I have pursued his logic of interpretation through selecting a few case studies from his performance. I have insisted on using qualitative rather than quantitative means.  

Methods of analysis

In the above-mentioned essay the investigations of Rachmaninoff’s music have been made by using methods that are part of the Aural Sonology Project at the Norwegian Academy of Music. [2]

They are ordered in five categories: Form-building functions, Types of velocity, Pulse typology, Flux, and Heard Metre. Below these terms will be briefly defined; for more complete definitions the reader is referred to publications mentioned in footnote 2.

‘Metre as heard’ is a new development within the Aural Sonology Project. It is published and discussed for the first time in the present essay.

Meter as heard

Aural musical metre is a regular or quasi-regular hierarchically organised time unit in middle or slow gesture-time. Its most important feature is a real or imagined recurring accent (down-beat) that functions as a metrical determinant. The term ‘imagined’ means that the recurring accent may not be a sonically manifest accent, but one projected by the listener.

The aurally perceived bar will be called an H-bar (‘heard bar’). The H-bar consists of a relatively stable number of shorter pulses (regular or oblique), called H-beats (‘heard beats’). An H-bar of four H-beats will be written: 4-H-bar. The H-bars may be organised into aural hypermeters. The H-meter (‘heard meter’) may or may not coincide with notated meter. 

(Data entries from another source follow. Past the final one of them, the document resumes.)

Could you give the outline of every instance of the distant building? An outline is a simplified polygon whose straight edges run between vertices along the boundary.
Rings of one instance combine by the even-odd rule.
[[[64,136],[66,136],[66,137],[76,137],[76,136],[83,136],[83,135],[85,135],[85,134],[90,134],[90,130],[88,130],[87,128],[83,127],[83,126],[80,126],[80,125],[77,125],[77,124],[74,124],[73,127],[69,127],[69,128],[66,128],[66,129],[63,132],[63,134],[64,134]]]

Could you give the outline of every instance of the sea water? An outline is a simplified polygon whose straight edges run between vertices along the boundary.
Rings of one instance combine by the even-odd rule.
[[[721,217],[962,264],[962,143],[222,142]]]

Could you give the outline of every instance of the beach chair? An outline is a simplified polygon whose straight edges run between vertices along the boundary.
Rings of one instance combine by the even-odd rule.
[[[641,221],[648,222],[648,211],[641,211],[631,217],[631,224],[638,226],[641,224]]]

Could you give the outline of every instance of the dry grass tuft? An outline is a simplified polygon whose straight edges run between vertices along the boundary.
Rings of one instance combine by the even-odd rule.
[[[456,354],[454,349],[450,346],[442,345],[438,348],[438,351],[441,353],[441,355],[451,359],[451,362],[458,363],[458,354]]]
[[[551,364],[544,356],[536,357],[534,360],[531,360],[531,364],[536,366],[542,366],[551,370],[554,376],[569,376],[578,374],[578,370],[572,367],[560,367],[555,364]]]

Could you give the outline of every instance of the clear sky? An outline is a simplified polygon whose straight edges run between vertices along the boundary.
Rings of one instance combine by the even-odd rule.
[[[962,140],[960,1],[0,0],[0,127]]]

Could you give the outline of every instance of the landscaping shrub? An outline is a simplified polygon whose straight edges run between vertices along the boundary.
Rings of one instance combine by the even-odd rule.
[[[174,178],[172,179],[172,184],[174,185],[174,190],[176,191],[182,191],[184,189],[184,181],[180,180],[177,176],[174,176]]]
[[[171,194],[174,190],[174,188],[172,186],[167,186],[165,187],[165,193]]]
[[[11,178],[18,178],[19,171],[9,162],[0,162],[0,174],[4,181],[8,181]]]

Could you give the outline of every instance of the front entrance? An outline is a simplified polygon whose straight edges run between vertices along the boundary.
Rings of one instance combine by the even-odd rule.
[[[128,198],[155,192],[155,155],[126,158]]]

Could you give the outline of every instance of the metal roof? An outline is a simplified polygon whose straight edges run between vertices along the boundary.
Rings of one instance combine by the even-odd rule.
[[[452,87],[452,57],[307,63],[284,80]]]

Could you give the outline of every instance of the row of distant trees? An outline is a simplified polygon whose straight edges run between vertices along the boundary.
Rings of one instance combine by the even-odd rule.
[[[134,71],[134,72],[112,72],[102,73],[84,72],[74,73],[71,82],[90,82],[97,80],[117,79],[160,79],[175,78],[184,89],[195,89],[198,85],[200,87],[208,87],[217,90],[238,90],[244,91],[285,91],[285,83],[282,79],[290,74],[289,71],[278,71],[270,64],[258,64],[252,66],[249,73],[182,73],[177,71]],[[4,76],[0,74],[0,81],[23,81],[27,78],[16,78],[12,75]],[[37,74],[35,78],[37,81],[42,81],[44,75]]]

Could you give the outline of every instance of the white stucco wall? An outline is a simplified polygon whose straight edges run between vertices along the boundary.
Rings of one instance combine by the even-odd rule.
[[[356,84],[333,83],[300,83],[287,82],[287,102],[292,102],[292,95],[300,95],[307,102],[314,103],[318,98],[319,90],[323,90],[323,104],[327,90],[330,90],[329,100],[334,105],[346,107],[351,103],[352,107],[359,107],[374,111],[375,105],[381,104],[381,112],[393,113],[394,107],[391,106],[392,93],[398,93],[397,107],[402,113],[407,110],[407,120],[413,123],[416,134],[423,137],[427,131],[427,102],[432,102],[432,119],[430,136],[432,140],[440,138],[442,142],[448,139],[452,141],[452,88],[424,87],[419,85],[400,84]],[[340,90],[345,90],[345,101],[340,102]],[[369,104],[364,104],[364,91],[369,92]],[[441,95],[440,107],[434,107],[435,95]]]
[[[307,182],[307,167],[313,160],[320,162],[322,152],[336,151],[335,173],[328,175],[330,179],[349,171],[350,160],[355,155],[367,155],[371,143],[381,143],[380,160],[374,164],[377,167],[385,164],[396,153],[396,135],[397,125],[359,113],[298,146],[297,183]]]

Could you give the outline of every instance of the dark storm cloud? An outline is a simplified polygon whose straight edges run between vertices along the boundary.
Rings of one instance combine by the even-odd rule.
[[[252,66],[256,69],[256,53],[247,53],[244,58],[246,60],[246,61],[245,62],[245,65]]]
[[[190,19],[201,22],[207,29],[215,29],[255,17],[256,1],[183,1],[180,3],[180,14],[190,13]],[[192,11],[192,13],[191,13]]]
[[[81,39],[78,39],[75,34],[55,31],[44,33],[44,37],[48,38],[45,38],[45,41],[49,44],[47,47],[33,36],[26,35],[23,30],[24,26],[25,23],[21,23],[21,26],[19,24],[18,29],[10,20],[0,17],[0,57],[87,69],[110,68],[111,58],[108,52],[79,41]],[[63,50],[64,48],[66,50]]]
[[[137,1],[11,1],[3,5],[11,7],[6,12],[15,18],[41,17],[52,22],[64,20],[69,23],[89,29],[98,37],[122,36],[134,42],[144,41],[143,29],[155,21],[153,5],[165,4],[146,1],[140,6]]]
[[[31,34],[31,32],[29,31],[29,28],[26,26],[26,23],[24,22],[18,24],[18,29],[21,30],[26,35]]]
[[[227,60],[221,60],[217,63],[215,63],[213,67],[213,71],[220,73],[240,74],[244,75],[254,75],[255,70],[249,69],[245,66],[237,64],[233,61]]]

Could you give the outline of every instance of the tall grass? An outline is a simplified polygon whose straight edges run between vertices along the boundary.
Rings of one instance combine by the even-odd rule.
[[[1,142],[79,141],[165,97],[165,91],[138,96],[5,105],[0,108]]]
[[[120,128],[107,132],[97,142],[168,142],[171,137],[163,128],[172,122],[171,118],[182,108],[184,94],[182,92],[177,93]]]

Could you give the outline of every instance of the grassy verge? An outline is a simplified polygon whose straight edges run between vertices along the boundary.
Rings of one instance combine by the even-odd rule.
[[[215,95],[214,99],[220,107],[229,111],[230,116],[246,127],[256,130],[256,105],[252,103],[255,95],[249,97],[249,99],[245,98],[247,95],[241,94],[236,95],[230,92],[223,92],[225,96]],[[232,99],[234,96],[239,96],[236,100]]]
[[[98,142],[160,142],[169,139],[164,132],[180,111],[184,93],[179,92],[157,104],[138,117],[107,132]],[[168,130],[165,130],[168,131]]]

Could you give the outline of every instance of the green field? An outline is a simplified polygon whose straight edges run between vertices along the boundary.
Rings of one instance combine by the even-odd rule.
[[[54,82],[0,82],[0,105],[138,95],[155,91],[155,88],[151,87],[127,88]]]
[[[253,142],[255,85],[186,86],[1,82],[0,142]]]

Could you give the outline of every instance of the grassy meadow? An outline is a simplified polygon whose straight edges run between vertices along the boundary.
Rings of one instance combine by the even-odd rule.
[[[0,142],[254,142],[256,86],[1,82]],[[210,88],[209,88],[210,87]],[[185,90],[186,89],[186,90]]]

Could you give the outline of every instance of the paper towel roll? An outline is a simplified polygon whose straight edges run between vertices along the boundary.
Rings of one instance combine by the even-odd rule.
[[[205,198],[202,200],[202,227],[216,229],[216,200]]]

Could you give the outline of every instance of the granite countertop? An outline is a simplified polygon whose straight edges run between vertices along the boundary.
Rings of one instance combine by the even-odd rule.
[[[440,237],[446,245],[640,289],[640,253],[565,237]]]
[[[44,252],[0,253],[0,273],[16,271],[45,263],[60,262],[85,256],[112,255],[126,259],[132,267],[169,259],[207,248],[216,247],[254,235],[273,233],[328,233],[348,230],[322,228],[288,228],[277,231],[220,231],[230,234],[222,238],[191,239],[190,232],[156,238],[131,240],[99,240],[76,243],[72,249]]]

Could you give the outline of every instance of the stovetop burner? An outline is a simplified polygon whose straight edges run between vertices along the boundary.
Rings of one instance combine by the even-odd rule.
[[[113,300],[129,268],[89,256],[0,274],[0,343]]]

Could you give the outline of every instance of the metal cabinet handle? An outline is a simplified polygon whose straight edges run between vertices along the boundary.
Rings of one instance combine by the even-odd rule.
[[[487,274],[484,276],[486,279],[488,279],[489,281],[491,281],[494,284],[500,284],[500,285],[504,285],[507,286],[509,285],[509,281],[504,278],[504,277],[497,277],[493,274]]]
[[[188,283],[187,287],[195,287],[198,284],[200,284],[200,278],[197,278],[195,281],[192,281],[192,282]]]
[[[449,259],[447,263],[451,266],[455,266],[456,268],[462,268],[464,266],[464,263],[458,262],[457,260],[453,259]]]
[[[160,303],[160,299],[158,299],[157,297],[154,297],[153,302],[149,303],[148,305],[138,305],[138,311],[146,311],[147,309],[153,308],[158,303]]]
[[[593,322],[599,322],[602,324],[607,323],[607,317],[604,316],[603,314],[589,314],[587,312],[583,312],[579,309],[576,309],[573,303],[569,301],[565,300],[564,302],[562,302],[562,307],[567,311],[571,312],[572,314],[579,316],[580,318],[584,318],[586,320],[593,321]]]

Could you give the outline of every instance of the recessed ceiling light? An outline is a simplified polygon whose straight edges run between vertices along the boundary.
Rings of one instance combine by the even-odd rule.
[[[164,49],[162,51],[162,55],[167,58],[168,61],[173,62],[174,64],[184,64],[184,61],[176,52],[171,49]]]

Since H-meter consists in a hierarchical organisation of regular or oblique pulses in three or more strata of velocities (occasionally only in two), change in tempo may alter the H-meter. [3] The rule is that the H-beats have to be in regular or oblique gesture time, slow or quick; the duration of the H-bar should be in slow gesture time, or at the utmost in quick ambient time; the subdivisions are by preference in ripple-time, mostly regular, sometimes oblique. When changes in tempo causes pulses to pass over from one velocity type to another, the aural perception of the meter may change radically since the H-beats always need to be within the range of gesture-time, and the H-bar itself should remain within the range of (slow) gesture time. [4]

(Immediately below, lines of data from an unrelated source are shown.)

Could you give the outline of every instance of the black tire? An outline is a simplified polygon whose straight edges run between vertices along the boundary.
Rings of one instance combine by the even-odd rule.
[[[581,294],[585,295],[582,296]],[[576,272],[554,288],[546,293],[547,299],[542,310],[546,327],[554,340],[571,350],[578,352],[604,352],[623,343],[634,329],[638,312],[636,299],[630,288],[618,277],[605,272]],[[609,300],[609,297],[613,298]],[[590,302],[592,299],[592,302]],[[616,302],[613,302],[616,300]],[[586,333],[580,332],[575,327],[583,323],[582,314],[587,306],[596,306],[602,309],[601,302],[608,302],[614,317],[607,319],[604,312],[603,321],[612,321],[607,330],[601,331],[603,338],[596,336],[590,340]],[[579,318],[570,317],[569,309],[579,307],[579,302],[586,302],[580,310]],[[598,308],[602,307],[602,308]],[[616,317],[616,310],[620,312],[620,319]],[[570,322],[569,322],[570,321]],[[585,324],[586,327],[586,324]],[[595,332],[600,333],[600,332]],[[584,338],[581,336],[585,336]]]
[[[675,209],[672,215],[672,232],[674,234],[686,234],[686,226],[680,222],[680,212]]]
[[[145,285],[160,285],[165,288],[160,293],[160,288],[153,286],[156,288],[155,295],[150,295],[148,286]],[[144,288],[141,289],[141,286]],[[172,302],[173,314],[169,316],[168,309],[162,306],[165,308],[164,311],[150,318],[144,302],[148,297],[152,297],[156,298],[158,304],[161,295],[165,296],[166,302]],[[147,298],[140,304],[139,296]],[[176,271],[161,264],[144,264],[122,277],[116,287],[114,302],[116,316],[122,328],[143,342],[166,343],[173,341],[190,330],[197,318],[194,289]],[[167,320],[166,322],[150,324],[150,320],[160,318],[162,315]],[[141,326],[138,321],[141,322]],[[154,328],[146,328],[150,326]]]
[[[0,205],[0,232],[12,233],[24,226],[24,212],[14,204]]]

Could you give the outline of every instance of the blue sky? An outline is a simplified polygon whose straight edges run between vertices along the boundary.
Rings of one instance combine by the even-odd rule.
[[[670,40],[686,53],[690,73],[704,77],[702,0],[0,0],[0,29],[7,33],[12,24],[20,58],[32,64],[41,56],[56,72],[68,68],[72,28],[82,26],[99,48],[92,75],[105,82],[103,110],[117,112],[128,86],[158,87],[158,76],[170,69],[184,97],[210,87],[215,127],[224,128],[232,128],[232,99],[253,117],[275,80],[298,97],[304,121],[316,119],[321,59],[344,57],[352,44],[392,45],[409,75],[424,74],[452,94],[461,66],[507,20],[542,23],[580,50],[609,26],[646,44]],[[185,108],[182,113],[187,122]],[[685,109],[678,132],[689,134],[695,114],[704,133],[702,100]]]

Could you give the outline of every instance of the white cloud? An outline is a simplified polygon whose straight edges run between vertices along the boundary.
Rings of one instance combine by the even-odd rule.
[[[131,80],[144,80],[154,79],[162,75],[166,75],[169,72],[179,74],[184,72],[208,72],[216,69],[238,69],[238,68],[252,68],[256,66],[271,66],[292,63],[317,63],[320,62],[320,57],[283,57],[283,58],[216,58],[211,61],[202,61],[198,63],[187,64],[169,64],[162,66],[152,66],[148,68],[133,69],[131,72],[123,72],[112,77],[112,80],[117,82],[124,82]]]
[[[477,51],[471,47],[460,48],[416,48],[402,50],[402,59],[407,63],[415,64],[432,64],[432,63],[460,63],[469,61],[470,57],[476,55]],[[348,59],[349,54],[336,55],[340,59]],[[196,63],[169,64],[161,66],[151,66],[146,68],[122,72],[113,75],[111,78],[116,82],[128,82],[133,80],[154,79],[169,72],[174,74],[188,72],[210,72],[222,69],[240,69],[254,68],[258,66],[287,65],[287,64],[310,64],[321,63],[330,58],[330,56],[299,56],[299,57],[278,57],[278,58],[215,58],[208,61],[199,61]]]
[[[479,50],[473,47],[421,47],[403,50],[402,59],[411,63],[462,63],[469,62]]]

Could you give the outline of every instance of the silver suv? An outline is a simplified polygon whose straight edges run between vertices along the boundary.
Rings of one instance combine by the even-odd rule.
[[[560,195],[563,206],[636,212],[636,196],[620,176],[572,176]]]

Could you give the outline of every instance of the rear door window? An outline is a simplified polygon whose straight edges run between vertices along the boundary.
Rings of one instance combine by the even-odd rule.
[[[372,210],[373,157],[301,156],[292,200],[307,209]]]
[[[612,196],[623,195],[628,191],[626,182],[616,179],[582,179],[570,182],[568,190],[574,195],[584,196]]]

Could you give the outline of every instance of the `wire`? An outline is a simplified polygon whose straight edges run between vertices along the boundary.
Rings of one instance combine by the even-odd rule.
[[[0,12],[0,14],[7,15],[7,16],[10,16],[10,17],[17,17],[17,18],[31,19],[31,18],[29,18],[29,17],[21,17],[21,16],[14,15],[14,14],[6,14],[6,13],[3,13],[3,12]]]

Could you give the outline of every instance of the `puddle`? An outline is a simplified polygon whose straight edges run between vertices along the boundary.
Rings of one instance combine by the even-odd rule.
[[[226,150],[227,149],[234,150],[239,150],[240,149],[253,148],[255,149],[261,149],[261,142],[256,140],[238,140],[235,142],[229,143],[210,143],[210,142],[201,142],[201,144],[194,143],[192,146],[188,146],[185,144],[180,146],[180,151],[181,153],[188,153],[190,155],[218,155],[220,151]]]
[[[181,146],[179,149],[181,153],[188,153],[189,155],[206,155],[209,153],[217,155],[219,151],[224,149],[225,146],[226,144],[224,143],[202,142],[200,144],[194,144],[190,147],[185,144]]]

Functions internal to the H-bar are mainly a product of whether other H-beats are perceived as leading up to the Main Accent (down-beat/thesis); these are then called arsis/upbeat; or if they come in the shadow of the preceding Main Accent, they are called (stasis or after-beat).

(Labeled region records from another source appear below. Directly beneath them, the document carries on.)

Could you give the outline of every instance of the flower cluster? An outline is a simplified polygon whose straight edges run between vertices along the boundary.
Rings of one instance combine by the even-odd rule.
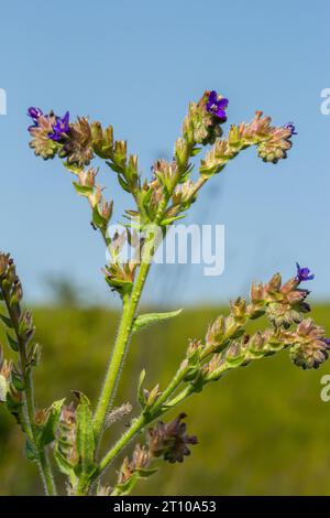
[[[309,305],[309,291],[300,282],[311,280],[308,268],[297,265],[297,274],[282,284],[277,273],[266,284],[253,284],[251,300],[241,298],[230,305],[228,316],[220,315],[210,324],[205,341],[191,341],[180,371],[191,391],[220,379],[229,370],[254,359],[289,348],[290,359],[304,369],[318,368],[328,358],[330,339],[311,319],[304,319]],[[250,321],[265,315],[271,326],[246,332]]]
[[[227,139],[217,140],[207,152],[201,162],[201,173],[210,176],[219,173],[229,160],[232,160],[241,150],[256,145],[258,155],[265,162],[276,163],[286,159],[287,151],[292,148],[290,138],[295,134],[292,127],[271,126],[271,117],[263,117],[262,111],[256,111],[250,123],[232,125]]]
[[[228,104],[229,100],[215,90],[207,90],[198,102],[190,102],[183,127],[185,140],[193,147],[213,143],[222,134]]]
[[[22,393],[26,376],[38,361],[41,348],[31,343],[34,325],[29,310],[22,311],[23,289],[16,274],[15,265],[9,253],[0,252],[0,301],[7,307],[7,315],[0,314],[7,332],[9,347],[19,355],[18,363],[7,361],[1,356],[1,400],[6,401],[9,411],[16,421],[22,421]]]

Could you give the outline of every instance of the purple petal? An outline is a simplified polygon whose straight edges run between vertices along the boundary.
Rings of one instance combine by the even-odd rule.
[[[217,105],[219,106],[219,108],[227,108],[228,104],[229,104],[229,100],[226,99],[226,97],[217,101]]]
[[[218,101],[218,94],[216,90],[210,91],[209,94],[209,102],[213,105],[215,102]]]

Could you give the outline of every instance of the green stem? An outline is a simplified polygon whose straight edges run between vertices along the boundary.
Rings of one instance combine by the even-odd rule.
[[[132,294],[128,300],[124,301],[123,313],[119,325],[113,353],[110,359],[105,385],[94,417],[94,427],[97,441],[99,441],[100,439],[107,412],[111,407],[116,396],[116,390],[121,374],[122,365],[130,344],[136,307],[150,270],[152,256],[153,246],[152,244],[150,244],[146,246],[146,253],[144,253],[143,261],[139,269]]]
[[[131,442],[131,440],[139,433],[150,421],[146,419],[144,413],[135,419],[129,430],[120,438],[114,446],[105,455],[101,460],[98,471],[94,474],[94,478],[97,478],[107,468],[107,466],[113,461],[113,458]]]
[[[20,332],[19,332],[19,317],[15,311],[12,309],[7,293],[3,291],[3,299],[7,305],[8,314],[13,325],[13,331],[15,333],[18,344],[19,344],[19,354],[21,360],[21,368],[24,378],[24,423],[23,428],[32,442],[34,447],[37,450],[37,465],[40,468],[41,477],[44,483],[44,488],[46,495],[56,495],[56,486],[52,474],[52,467],[47,456],[47,452],[44,447],[37,445],[37,441],[34,433],[34,396],[33,396],[33,381],[30,368],[28,368],[26,350],[25,344],[23,343]]]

Qualitative versus Quantitative analysis


The H-metre provides an ideal structural context for describing rubato-figures in qualitative terms since it constitutes an aural gestalt to which the performer/composer relates when playing the music. In addition, the H-metre is a unit that has a number of structural or syntactic correlates: internally the metrical functions described above; externally as elements in a greater form-building context, particularly for the dynamic form. Instead of measuring the deviations of the metre in chronometric time, the present project depicts them graphically and adds to them a characteristic of Flux. [5]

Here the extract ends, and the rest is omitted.